Kite leans a bit more into surfacing documentation and examples alongside its suggestions, which is useful when you’re working in a library you don’t touch often.
Where it falls apart
Ask either tool to write “a function that validates a user’s password and returns error messages” and you’ll get something plausible-looking that’s wrong often enough that you can’t trust it unread. These models are pattern-matchers over code they’ve seen, not systems that understand your codebase’s conventions, your data model, or what “correct” means for your specific feature. They don’t test their own output. They don’t know your business logic. Every suggestion still needs a human to read it, understand it, and decide whether to accept, edit, or reject it.
That’s the current ceiling: assistive, not autonomous. A very fast typist sitting next to you, not a junior developer you can hand a ticket to.

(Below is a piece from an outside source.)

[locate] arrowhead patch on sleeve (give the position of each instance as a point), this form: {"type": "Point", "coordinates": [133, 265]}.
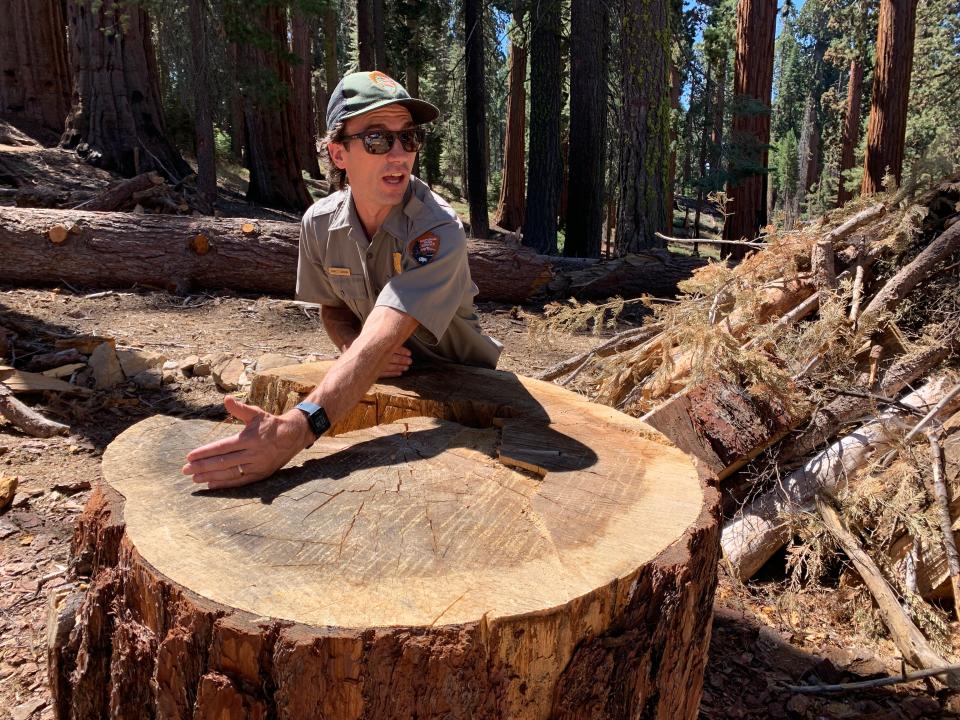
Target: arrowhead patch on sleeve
{"type": "Point", "coordinates": [423, 248]}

Why GPT-3 changes the conversation
What’s got people speculating harder than usual is GPT-3, OpenAI’s huge language model that’s been making waves this year for generating fluent text from a prompt. It hasn’t been packaged into a dedicated coding product yet, but people have already shown it can produce short scripts and snippets from natural-language descriptions, more flexibly than the pattern-completion you get from Kite or TabNine. If a model that size were ever fine-tuned specifically on code, the completions might stop being “finish this line” and start being “write this function from a description” — a real jump from what’s on editors today.
That’s speculation, not a product review. For now, the honest verdict on AI-assisted coding is: it saves you keystrokes and the occasional trip to Stack Overflow, and it’s genuinely worth installing. It is not writing your features for you, and anyone telling you otherwise hasn’t tried to ship something with it.